Almeno 4 piastrelle speciali dello scudo termico dello shuttle Atlantis sono state danneggiate al momento del lancio della navetta. Le piastrelle presentano ora leggere tacche. Lo ha reso noto la Nasa, nel briefing dedicato a fare il punto sulla missione dello Shuttle destinata alla manutenzione del telescopio spaziale Hubble. Secondo Tony Ceccacci, il direttore della missione Sts-125, si tratta di intaccature per complessivi 50 centimetri su quattro, forse cinque piastrelle termiche.

La questione rivestimento termico e la questione sicurezza - Alla NASA naturalmente vige il massimo grado di allerta. E' da imputare infatti ad un danno derivato al rivestimento termico il disastro dello Space Shuttle Columbia del 1 febbraio 2003, la navicella si disintegrò nei cieli del Texas durante la fase di rientro nell'atmosfera terrestre. Tutti e sette gli astronauti a bordo persero inevitabilmente la vita. Quello del Columbia è il secondo episodio di uno Space Shuttle perso durante una missione: la prima coinvolse lo Space Shuttle Challenger nel 1986.

 

La commissione d'inchiesta del disastro del Columbia - Il 7 luglio 2003 al Southwest Research Institute vennero effettuati test sull'impatto della schiuma del rivestimento. In particolare, vennero utilizzati dei blocchi di rivestimento di dimensione e massa simile a quello che colpì il Columbia. I test dimostrarono che l'impatto creò un buco di 41 x 42,5 cm in un pannello rinforzato Carbonio-Carbonio e conclusero che il Columbia subì un impatto che avrebbe potuto rompere i pannelli RCC nel bordo anteriore dell'ala.

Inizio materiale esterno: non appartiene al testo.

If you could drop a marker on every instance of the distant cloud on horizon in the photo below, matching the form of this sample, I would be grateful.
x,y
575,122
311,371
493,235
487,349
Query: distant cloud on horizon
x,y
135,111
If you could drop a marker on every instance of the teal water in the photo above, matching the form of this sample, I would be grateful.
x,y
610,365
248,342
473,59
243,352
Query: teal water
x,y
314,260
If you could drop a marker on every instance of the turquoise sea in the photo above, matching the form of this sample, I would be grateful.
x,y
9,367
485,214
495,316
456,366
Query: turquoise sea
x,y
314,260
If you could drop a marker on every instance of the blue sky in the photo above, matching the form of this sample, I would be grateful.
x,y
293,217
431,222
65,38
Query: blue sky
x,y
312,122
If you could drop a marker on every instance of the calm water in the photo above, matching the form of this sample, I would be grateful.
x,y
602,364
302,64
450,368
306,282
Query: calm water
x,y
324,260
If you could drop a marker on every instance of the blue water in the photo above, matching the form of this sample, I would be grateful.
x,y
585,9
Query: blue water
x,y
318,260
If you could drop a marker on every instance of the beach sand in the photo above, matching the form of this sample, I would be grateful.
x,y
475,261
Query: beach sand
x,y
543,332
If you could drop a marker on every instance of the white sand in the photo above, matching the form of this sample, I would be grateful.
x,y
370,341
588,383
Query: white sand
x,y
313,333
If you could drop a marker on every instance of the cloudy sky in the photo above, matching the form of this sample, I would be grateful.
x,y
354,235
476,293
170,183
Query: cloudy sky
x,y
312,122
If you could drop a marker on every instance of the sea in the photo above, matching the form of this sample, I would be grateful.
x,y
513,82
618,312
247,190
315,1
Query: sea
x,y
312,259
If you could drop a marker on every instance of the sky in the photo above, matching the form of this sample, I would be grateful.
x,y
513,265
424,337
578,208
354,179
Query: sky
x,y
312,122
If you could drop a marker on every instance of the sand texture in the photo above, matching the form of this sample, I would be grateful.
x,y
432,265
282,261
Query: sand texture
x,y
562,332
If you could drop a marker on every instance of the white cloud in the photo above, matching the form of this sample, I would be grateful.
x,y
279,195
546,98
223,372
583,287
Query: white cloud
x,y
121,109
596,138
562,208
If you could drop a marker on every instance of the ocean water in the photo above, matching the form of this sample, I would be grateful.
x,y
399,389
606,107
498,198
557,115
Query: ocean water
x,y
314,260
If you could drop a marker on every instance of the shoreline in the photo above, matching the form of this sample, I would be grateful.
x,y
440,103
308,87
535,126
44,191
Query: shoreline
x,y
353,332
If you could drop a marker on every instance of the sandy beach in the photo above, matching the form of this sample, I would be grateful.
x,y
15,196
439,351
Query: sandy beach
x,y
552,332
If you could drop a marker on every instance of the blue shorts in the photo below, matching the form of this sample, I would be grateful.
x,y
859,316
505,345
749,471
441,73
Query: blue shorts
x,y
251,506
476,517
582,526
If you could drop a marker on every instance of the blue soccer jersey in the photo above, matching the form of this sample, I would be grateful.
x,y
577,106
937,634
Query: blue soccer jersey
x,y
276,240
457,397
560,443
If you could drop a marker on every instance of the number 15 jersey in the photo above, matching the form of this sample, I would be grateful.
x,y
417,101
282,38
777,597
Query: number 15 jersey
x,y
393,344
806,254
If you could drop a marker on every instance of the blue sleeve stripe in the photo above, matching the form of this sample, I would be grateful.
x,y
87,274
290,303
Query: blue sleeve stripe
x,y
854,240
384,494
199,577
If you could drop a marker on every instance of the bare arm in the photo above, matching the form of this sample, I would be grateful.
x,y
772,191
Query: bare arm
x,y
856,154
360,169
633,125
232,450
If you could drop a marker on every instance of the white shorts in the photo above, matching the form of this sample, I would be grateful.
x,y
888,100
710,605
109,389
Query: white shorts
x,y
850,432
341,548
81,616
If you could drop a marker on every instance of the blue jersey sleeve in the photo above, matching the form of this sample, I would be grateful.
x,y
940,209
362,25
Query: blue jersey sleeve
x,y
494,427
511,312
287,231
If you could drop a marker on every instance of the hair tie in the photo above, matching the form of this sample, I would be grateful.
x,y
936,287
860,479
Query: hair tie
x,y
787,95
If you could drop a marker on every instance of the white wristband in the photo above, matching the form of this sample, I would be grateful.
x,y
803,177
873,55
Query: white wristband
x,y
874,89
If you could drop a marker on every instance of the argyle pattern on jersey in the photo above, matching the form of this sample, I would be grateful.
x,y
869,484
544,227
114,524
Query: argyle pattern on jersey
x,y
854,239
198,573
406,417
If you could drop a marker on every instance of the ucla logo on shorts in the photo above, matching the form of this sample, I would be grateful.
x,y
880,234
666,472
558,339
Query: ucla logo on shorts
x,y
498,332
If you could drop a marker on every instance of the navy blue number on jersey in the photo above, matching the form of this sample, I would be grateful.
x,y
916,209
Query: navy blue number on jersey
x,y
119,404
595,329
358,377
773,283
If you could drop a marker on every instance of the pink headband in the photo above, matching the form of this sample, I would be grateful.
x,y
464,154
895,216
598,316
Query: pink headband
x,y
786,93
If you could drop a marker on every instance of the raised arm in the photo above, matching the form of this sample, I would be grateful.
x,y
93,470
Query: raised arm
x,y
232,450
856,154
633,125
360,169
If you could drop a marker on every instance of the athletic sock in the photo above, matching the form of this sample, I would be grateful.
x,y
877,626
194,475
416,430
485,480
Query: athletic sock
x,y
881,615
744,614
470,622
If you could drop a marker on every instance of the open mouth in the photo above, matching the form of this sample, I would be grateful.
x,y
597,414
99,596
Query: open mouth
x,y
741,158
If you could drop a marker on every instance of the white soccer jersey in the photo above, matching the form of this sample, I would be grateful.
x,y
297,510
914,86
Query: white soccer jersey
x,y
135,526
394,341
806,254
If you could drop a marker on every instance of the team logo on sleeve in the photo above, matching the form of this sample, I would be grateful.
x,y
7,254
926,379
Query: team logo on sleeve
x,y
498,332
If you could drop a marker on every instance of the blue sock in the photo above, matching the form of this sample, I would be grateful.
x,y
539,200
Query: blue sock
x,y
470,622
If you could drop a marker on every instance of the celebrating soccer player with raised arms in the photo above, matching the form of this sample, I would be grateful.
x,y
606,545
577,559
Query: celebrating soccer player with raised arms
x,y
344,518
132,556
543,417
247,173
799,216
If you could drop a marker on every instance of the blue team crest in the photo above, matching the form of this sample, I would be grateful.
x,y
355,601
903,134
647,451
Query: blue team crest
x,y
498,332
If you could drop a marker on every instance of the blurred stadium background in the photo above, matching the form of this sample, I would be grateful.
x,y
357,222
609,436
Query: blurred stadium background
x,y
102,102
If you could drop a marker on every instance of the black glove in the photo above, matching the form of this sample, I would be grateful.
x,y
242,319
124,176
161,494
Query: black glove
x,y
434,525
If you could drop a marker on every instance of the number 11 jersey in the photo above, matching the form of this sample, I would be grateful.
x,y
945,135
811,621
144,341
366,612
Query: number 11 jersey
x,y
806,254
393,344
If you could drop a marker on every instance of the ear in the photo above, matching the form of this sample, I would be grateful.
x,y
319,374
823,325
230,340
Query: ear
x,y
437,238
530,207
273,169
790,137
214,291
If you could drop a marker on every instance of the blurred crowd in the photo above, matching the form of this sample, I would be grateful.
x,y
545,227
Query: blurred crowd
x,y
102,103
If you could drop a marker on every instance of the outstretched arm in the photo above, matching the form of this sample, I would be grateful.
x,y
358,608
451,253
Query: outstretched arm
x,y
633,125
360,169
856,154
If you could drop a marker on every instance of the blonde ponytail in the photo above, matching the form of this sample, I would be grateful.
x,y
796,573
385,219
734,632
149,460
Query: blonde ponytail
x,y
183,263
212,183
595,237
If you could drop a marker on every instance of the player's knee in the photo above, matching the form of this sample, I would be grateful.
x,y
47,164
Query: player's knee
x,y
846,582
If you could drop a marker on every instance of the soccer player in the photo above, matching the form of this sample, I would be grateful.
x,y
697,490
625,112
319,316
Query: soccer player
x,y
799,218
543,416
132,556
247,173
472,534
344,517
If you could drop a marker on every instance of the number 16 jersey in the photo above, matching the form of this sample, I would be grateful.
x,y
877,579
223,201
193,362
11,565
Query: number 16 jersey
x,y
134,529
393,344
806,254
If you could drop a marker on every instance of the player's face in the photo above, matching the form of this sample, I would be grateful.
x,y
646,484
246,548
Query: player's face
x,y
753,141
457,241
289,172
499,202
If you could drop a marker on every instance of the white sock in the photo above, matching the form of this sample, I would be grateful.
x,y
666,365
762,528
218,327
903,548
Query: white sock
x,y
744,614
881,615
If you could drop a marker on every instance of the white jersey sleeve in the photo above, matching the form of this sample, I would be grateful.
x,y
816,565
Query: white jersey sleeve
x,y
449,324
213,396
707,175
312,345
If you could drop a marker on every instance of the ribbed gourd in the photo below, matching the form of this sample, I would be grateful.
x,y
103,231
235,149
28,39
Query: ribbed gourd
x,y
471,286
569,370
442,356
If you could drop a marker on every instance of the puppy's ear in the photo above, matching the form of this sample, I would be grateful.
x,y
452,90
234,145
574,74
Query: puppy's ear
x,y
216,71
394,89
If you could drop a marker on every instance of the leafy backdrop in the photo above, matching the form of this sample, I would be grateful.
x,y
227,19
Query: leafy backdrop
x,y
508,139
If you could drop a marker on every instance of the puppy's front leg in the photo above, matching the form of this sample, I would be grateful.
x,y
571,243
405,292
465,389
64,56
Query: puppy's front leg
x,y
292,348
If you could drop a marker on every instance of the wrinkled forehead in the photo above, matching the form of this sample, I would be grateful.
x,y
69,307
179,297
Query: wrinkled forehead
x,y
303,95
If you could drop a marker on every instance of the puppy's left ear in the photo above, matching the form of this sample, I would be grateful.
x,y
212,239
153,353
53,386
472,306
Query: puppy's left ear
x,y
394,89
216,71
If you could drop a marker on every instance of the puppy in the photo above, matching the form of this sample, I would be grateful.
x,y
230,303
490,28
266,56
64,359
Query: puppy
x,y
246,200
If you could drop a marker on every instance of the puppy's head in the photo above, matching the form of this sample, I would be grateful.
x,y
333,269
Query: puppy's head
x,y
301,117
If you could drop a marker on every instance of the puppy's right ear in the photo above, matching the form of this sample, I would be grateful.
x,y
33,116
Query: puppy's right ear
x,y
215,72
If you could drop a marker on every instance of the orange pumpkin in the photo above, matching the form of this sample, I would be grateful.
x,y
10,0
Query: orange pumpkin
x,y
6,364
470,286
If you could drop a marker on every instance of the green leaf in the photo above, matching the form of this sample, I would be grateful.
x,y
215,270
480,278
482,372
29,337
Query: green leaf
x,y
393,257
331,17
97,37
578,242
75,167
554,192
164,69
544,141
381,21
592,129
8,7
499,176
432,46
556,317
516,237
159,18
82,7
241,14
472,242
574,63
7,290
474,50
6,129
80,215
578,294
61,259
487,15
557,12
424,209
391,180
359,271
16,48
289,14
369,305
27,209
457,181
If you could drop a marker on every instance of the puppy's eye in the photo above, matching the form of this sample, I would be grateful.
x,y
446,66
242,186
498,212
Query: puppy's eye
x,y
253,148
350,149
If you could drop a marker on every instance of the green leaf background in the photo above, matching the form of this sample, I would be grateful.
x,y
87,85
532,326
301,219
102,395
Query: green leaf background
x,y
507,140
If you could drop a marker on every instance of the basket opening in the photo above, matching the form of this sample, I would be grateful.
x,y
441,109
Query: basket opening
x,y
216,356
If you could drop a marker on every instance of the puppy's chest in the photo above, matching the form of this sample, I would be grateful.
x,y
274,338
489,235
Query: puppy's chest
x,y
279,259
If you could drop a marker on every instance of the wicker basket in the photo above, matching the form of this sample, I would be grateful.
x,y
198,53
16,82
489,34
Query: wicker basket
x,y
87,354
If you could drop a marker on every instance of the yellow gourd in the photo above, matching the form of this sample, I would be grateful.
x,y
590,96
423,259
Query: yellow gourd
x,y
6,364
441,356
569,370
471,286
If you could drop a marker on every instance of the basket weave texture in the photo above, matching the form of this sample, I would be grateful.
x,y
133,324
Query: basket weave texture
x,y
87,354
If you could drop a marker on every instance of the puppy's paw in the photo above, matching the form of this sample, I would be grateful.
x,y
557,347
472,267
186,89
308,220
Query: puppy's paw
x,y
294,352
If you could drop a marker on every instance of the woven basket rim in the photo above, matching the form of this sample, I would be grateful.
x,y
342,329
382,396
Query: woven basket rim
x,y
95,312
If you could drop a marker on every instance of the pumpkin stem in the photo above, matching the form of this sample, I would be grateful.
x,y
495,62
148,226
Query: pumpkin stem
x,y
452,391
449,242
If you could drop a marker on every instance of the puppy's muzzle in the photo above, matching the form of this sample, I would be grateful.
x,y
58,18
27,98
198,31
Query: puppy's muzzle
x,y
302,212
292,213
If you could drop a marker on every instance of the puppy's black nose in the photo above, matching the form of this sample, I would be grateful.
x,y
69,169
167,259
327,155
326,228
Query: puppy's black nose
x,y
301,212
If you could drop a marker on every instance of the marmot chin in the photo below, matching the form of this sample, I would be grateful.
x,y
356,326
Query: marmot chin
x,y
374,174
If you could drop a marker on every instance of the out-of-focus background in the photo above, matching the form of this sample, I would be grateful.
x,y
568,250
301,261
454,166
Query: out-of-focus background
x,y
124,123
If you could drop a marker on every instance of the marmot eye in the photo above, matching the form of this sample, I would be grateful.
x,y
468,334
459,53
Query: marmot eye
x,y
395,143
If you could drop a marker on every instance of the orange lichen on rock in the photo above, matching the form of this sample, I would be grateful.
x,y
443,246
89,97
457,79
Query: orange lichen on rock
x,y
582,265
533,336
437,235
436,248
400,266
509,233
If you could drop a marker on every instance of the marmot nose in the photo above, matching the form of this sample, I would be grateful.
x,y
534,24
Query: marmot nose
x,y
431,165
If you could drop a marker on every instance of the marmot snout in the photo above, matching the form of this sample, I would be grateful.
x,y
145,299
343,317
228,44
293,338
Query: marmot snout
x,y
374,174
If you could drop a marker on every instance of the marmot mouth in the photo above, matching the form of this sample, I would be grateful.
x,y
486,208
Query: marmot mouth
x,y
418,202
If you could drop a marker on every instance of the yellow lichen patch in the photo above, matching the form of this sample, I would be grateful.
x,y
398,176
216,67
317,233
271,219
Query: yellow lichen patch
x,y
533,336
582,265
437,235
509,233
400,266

Il 26 agosto, la commissione inviò il suo rapporto sull'incidente. Esso confermava che la causa primaria era da attribuire ad una breccia nel bordo anteriore dell'ala sinistra e criticava aspramente i processi decisionali (decision-making) e di valutazione del rischio (risk assessment) della NASA. Il rapporto concluse che i processi e la struttura organizzativa erano sufficientemente allentati da compromettere la sicurezza, indipendentemente dalle persone che occupavano i posti chiave nei processi decisionali. Ad esempio, lo Shuttle Program Manager era il responsabile per la sicurezza, la puntualità dei lanci e il contenimento dei costi, che spesso sono obiettivi in conflitto tra loro.

 

 

La commissione rilevò che la NASA aveva accettato delle deviazioni rispetto ai normali criteri di progettazione come "normali" quando si presentavano in molti lanci e non portavano a conseguenze fatali. Tra esse fu rilevato il conflitto tra le specifiche del sistema di protezione termico, che non era stato progettato per sostenere danni da impatto significativi e i frequenti impatti che avvenivano durante i voli.

La commissione espresse raccomandazioni riguardanti un significativo cambiamento nei processi e nella cultura della sicurezza.